A composição visual é uma belíssima fusão da identidade de Fabrizio De André com a própria cultura sarda:

A Figura do Cantautor: Do lado direito, vemos Fabrizio De André representado de forma realista, sentado com a sua guitarra acústica ao colo. O seu olhar é sereno e pensativo, captando a sua postura típica de "poeta dos vencidos" e dos marginalizados da sociedade.

A Ligação à Sardenha (Lado Esquerdo): À esquerda do texto, surgem duas figuras típicas da ilha: um homem mais jovem com uma t-shirt onde se lê "NOMADI" (referência tanto ao estilo de vida nómada/pastoril como à famosa banda de rock nómada/de intervenção italiana I Nomadi) e, ao seu lado, um idoso com a boina tradicional sarda (berritta) apoiado num cajado. Representam o povo comum, os pastores e as gentes da Barbagia que acolheram o músico.

A Pintura Surrealista (Ao Centro): Acima do texto, há uma composição mais abstrata e cubista, que mostra uma figura a tocar harmónica e um cenário que funde a natureza rústica da Sardenha com traços de fumo e formas oníricas. Esta secção evoca a própria criatividade poética e a imaginação do músico.

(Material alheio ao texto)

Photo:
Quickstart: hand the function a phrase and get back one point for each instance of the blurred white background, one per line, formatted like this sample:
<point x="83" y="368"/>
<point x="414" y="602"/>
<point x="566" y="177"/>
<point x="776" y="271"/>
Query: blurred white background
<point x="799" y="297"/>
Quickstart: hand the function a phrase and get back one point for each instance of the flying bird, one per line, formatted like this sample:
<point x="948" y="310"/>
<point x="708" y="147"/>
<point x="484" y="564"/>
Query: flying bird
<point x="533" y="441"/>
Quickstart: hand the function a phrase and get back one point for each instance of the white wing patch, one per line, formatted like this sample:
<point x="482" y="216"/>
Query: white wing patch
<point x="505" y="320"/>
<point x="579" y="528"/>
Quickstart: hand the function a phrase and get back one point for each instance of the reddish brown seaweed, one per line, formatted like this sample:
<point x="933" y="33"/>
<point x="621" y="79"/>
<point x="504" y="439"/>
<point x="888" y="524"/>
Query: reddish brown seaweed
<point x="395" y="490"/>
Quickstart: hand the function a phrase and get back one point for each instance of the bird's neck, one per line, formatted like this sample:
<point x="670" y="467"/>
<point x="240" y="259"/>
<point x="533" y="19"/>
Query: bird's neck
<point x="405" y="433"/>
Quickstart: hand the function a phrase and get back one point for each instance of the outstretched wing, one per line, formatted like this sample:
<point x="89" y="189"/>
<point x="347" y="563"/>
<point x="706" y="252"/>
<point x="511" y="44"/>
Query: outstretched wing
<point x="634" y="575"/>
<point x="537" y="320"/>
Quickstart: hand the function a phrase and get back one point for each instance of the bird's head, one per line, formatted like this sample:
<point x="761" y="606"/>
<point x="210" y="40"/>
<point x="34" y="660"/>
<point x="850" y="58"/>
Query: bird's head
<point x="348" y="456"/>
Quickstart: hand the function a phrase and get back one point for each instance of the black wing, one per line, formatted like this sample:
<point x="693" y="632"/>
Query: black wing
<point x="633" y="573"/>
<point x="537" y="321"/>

O Contexto de De André na Sardenha:
Este mural carrega um significado emocional gigantesco para a população local. Fabrizio De André apaixonou-se de tal forma pela Sardenha que comprou uma propriedade em Tempio Pausania, onde decidiu viver. Em 1979, ele e a sua esposa, Dori Ghezzi, foram raptados por um grupo de banditismo sardo e mantidos em cativeiro nas montanhas do Supramonte durante quase quatro meses.

Em vez de guardar rancor, após ser libertado, De André declarou que compreendia a miséria profunda dos seus raptores (vítimas de um sistema de abandono económico) e dedicou canções lindíssimas à dignidade do povo sardo. Este mural é a resposta de Orgosolo: uma declaração de amor e respeito eterno a um poeta que soube ler a alma da ilha.» (Google Gemini)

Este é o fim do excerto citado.